Comparison of different algorithms for classification of transition edge sensor signals for photon number state detection. With the development of a variety of techniques in the field of A.I. the goal is to quantify the advantages of modern classification techniques in the context of photon detection.

The different algorithms are compared in a single notebook available in :

src/Metrics.ipynb

The following methods are evaluated :

• Maximum Value
• Area
• Principal Component Analysis (PCA)
• Kernel Principal Component Analysis (K-PCA)
• t-Distributed Stochastic Neighbor Embedding (t-SNE)
• Non-Negative Matrix Factorization (NMF)
• Isomap
• Autoencoder

The different algorithms are compared in a single notebook available in :

src/AutoencoderAPI.ipynb

An autoencoder is a type of neural network trained to reproduce the signal it receives as input. Half the network (encoder) can be used to asign an arbitrary number of parameters to an input signal. This way, the encoder acts as a dimensionality reduction process.
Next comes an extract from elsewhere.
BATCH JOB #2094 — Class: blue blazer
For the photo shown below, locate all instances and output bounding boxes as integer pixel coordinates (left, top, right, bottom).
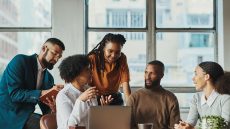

Neural networks allow for a wide variety of architectures and therefore their evaluation is less straighforward. The AutoencoderAPI was designed to explore a variety of algorithms and create a framework to compare their performance.

• Pytorch dataset classs structure for batching and true random.
• Test GPU functionalities of pytorch
• Modify Log structure to reduce the storing and change it to computing when loading results.

We thank the Ministère de l'Économie et de l’Innovation du Québec and the Natural Sciences and Engineering Research Council of Canada for their financial support.

We acknowledge the help of NIST and Guillaume Thekkadath who provided the datasets used in this work.

[1] T. Gerrits, B. Calkins, N. Tomlin, A. E. Lita, A. Migdall, R. Mirin, and S. W. Nam, “Extending single-photon optimized superconducting transition edge sensors beyond the single-photon counting regime,” Optics Express, vol. 20, no. 21, pp. 23 798–23 810, Oct. 2012.

[2] G. S. Thekkadath, “Preparing and characterizing quantum states of light using photon-number-resolving detectors.”

[3] Y. Ichinohe et al., ‘Application of Deep Learning to the Evaluation of Goodness in the Waveform Processing of Transition-Edge Sensor Calorimeters’, J Low Temp Phys, vol. 209, no. 5, pp. 1008–1016, Dec. 2022, doi: 10.1007/s10909-022-02719-7.